El jubilado no tuvo chance. Los tres atacantes ingresaron al domicilio, lo redujeron, lo ataron y lo golpearon, y escaparon con lo que probablemente era el resultado de años de esfuerzo: unos 10.000 dólares en efectivo, un celular y otros objetos de valor. Un golpe brutal, calculado, ejecutado contra alguien que no podía defenderse.
El detalle del momento elegido no es menor. Los grandes eventos deportivos son, hace tiempo, una oportunidad que ciertos delincuentes aprovechan: saben que la gente está distraída, que los vecinos tienen el volumen alto, que nadie va a salir a la calle a ver qué pasa. La víctima estaba sola, mayor, y siguiendo el partido por radio. No había nadie más en la casa.

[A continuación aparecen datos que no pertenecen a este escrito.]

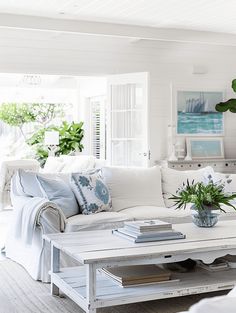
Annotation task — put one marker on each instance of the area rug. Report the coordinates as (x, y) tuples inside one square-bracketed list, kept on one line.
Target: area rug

¿Cuánto tiempo lleva ahorrar 10.000 dólares siendo jubilado en la Argentina de hoy? La pregunta no necesita respuesta: todos la sabemos. Ese dinero no se recupera con una denuncia policial ni con un expediente judicial que avance a paso de tortuga. Para alguien de 76 años, ese golpe puede ser definitivo.
El hecho quedó en manos de la Justicia, que deberá investigar el ingreso al domicilio, identificar a los tres atacantes y determinar si existe alguna pista que permita recuperar lo robado. Por ahora, la víctima quedó con golpes, el miedo de haber sido atado en su propia casa y los ahorros de toda una vida en manos ajenas.